CN113055163B - Blind signature generation method based on SM9 digital signature algorithm - Google Patents

Abstract

The invention discloses a blind signature generation method based on SM9 digital signature algorithm, wherein the generation process has two parties participating together, one party is Signer, and the other party is usedThe User, generates a blind signature as follows: 1) signer generates random numbers

Calculating a first temporary variable R ═ r.P ₁ And sending R to a User; 2) after receiving R, the User generates two random numbers

Calculating the second temporary variable w ═ e (α · R + α · β · P ₁ ，P _pub‑s ) Converting the data type of w into a bit string, and then calculating the hash value H of the message M to be signed as H ₂ (M | | w, N) and a third temporary variable h' ═ α ^‑1 H- β mod N, finally sends h' to Signer; 3) after receiving h ', the Signer calculates a fourth temporary variable S ═ r-h' · D _ID And sending S' to the User; 4) upon receiving S ', the User calculates the signature value S ═ α · S', and outputs a signature (h, S). The invention blinds the signed message in the signing process on the basis of not changing the whole framework of the SM9 signing algorithm, and can complete signing under the condition of ensuring that the message is not leaked.

Description

Blind signature generation method based on SM9 digital signature algorithm

Technical Field

The invention relates to an information security technology, in particular to a blind signature generation method based on an SM9 digital signature algorithm.

Background

Digital signature is a security technology that appears with the development of information network technology, and the purpose is to realize the function of traditional handwritten signature through technical means, and is used for identifying the identity of a signer and the legality of data content. The method can also verify whether the original text of the file changes in the transmission process, and ensure the integrity, authenticity and non-repudiation of the transmitted electronic file. Digital signatures are an important part of public key cryptography, and have an important role in many occasions.

Typically, the signer must know what the message he signed to sign. In many cases, when a signer is required to sign a message, the content of the signature is unknown, and the signature of the signer cannot be tracked after signing. With the promotion of this need to protect privacy, blind signatures come into force. Blind signatures have been used in a number of fields such as electronic voting, mobile payment, digital currency, and the like.

Aiming at the situation, the efficient blind signature generation scheme based on the SM9 digital signature algorithm is designed, in the signature process, a user firstly blinds the message, a signer signs the blinded message, and finally the user obtains the digital signature of the real message. The signer does not know the specific content of the signed message and cannot trace the signature after signing. According to the scheme, the Signer (Signer) and the User (User) execute the scheme together, so that the correctness of the signature can be guaranteed, and the privacy of the signature message can be guaranteed.

Disclosure of Invention

The technical problem to be solved by the invention is to provide a blind signature generation method based on an SM9 digital signature algorithm aiming at the defects in the prior art.

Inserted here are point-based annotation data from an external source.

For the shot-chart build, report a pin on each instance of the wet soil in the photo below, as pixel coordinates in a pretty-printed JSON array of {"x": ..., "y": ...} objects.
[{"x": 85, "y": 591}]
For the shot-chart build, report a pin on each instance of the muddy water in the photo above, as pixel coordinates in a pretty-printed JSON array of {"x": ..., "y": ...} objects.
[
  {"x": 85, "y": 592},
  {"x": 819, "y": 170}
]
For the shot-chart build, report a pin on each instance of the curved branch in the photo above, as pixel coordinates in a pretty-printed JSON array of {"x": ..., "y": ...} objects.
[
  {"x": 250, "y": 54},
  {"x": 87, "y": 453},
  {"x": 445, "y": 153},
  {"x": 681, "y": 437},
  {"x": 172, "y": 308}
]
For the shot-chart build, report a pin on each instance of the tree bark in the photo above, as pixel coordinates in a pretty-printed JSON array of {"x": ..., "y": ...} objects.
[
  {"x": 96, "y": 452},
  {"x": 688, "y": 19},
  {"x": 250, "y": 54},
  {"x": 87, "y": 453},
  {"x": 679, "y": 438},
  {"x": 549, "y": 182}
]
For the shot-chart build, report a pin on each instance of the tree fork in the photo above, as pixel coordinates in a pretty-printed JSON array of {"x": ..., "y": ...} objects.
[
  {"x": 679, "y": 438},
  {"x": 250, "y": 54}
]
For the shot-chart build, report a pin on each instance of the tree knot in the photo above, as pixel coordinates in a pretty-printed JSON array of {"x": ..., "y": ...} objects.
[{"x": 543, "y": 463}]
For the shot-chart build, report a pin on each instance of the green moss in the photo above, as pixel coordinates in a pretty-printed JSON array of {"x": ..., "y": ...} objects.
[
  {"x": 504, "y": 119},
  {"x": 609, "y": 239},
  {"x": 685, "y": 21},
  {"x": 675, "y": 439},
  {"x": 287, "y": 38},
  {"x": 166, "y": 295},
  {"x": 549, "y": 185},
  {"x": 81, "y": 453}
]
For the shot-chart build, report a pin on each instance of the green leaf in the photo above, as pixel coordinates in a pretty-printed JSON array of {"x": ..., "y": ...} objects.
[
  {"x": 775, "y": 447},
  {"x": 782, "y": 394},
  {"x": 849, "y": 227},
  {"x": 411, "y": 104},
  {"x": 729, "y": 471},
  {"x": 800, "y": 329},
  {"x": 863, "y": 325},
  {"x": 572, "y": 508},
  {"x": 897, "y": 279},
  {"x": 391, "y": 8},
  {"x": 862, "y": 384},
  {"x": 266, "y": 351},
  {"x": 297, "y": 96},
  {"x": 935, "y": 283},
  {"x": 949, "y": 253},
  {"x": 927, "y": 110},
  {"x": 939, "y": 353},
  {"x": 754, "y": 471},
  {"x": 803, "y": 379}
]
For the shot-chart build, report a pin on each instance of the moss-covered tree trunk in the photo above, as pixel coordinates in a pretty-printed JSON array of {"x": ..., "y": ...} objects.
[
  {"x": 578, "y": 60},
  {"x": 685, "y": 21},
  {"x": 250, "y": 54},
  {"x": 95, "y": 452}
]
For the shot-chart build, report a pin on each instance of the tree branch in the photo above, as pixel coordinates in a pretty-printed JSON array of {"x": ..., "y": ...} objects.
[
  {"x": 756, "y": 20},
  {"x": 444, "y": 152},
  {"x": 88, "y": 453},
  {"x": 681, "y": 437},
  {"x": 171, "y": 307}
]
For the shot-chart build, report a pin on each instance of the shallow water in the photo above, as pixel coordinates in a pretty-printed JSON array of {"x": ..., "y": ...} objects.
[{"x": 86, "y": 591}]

The technical scheme adopted by the invention for solving the technical problems is as follows: a blind signature generation method based on SM9 digital signature algorithm is provided, the generation process has two parties participating together, one party is Signer, the other party is User, the steps of generating blind signature are as follows:

1) signer generates random numbers

Calculating a first temporary variable R ═ r.P ₁ And sending R to a User;

wherein the content of the first and second substances,

is a set consisting of the integers 1,2, …, N-1; n is a cyclic group

And

and N > 2 ¹⁹¹ Is a prime number; p ₁ Is a circulating group

A generator of (2);

2) after receiving R, the User generates two random numbers

Calculating the second temporary variable w ═ e (α · R + α · β · P ₁ ，P _pub-s ) Converting the data type of w into a bit string, and then calculating the hash value H of the message M to be signed as H ₂ (M | | w, N) and a third temporary variable h' ═ α ^-1 H- β mod N, finally sends h' to Signer;

wherein e is selected from

To

Of bilinear pairs, P _pub-s Is the master public key of the system, P _pub-s ＝ks·P ₂ Wherein P is ₁ Is a circulating group

Is a system private key, and is a set of key generation centers KGC

Selecting randomly;

3) after receiving h ', the Signer calculates a fourth temporary variable S ═ r-h' · D _ID And sending S' to the User;

wherein D is _ID The private key of the user generated for the key generation center KGC,

D _ID ＝t ₂ ·P ₁ ，

wherein, t ₁ ＝H ₁ (I _DS ||hid，N)+ks，

4) Upon receiving S ', the User calculates the signature value S ═ α · S', and outputs a signature (h, S).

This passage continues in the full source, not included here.